Menschennester von Christiane Rath

Nester und die Suche nach dem Zuhause-Sein prägen kontinuierlich die Kunst von Christiane Rath. Neben der Installationsserie „urban-urbar“ baut sie überdimensionierte Nester, „Menschennester“, die von Passanten oder Besuchern „besetzt“ werden können, um so das archaische Gefühl von Beschütztwerden und Geborgenheit wie in der eigenen Kindheit neu zu fühlen.

Unweit von Köln bauten Protestler zur Rettung des Hambacher Forstes zahlreiche Baumhäuser, die von den Besetzern zum Teil über viele Monate hindurch bewohnt wurden.
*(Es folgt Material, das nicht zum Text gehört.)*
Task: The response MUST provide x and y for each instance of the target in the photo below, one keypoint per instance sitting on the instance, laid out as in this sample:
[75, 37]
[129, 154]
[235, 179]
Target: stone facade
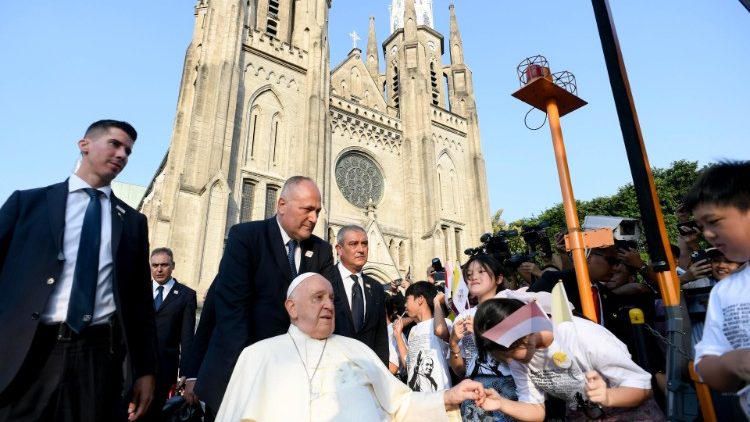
[396, 152]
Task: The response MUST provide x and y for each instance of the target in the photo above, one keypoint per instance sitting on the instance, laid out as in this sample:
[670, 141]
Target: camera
[623, 228]
[437, 265]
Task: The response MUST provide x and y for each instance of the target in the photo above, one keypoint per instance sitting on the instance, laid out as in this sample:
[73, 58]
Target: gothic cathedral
[394, 148]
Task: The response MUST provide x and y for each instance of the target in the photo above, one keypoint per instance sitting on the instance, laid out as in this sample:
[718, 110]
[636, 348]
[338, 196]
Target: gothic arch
[215, 220]
[450, 201]
[356, 82]
[264, 129]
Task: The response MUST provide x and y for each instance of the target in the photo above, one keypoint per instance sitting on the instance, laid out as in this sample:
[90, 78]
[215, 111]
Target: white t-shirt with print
[427, 362]
[727, 325]
[393, 354]
[578, 347]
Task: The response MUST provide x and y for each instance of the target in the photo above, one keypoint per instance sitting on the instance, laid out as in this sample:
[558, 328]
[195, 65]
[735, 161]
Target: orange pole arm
[571, 213]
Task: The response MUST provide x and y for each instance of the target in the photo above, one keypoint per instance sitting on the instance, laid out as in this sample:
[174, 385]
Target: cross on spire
[355, 37]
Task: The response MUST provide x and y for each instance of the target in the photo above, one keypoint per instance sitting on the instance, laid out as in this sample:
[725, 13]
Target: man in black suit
[75, 295]
[359, 300]
[260, 260]
[174, 305]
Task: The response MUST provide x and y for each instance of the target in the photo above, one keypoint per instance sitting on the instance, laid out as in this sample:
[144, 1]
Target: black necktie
[358, 304]
[159, 297]
[292, 245]
[86, 273]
Zum Schutz vor Polizeikontrollen waren diese Nester extrem hoch in die Baumwipfeln gebaut und wirkten daher ebenfalls wie Menschennester, was Christiane Rath zu einer Fotoserie inspirierte.

ZUFLUCHTEN - Baumhäuser

Sie war beeindruckt von der seriellen Schönheit der ebenso ähnlichen wie individuellen Nestbauformen, die zum Teil miteinander durch Seile vernetzt waren, so dass neue luftige Verbindungswege zwischen Bäumen, Baumhäusern und Menschen entstanden. Um diese Ästhetik deutlich hervorzuheben, wählte sie daher die Schwarzweiß-Fotografie, auch um den Dokumentationscharakter hervorzuheben. Nicht zuletzt ist ihr das politische Statement wichtig, eine Anklage gegen die rücksichtslose und gewinnorientierte Zerstörung von Natur.
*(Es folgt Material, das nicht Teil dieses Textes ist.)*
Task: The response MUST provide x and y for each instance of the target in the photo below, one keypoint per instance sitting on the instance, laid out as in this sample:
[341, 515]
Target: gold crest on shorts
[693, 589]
Fotoarbeit - Schuhe im Wind






Der Wald als Identitätsort in der Malerei von Andrea Interschick

Andrea Interschick hat das Eichhörnchen Ratatösk aus der Edda, das fortwährend zwischen den gegensätzlichen Kräften des Adlers in den Wipfeln des Weltenbaumes und dem Drachen an seinen Wurzeln hin und her springt, zu ihrem Alter Ego entwickelt.

Ihre Arbeiten sind sowohl von Mythen und Sagen inspiriert als auch von der Bedeutung des Waldes als identitätsstiftendes Element in Deutschland, wie wir es aus der Epoche der Romantik kennen. Romantische Gefühle gegenüber der Landschaft Wald wurden immer wieder nationalistisch missbraucht.
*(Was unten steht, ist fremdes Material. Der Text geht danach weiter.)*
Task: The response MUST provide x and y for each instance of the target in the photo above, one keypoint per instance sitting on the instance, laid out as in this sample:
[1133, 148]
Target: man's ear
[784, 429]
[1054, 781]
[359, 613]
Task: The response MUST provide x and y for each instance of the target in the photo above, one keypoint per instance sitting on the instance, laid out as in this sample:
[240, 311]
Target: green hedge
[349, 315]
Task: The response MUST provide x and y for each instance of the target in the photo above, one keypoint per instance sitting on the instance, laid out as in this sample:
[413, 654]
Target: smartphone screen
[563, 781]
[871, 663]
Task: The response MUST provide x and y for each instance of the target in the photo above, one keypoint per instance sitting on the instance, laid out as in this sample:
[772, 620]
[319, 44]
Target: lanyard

Dies ist der Malerin bewusst, aber gleichzeitig auch Motivation, diese Gefühle vom Missbrauch zu befreien und auf eine neue Weise erlebbar zu machen. Sie nähert sich dem Wald durch besondere Lichtstimmungen, fühlbare Beziehungen zwischen ihren Figuren und der Kombination aus Vertrautem und aktuellem Zeitgeschehen.

Echolot




Bilder und Collagen von Sarah Schultz

Vogelhäuser sind ein zentrales Element in der Kunst von Sarah Schultz. Ihre Vogelhäuser sind teils verwaist, teils Futterstellen für Vögel oder aber auch Lebensort und Merkmal von Menschen. Größe und Form der Häuser variieren, das bestimmende Element ist das Haus, das Zuflucht und Schutz bietet. Was veranlasst den Menschen dazu, einerseits den Wald zu roden und damit vielen Tieren ihren Lebensraum zu nehmen und dann wiederum romantische Vogelhäuser zu bauen?

Es werden Schlösser, Camper, Holzhütten geschnitzt und gesägt, ganz so, wie der Erbauer vielleicht selbst leben möchte? Sarah Schultz beschäftigt sich in ihrer Kunst mit bildungspolitischen Kontexten. Hierbei greift sie sowohl auf Historisches zurück, verortet sich aber klar in der Gegenwart, indem sie versucht, gesellschaftliche Codes zu dekodieren. Einen solchen Code sieht sie in den von Menschen gemachten Vogelhäusern.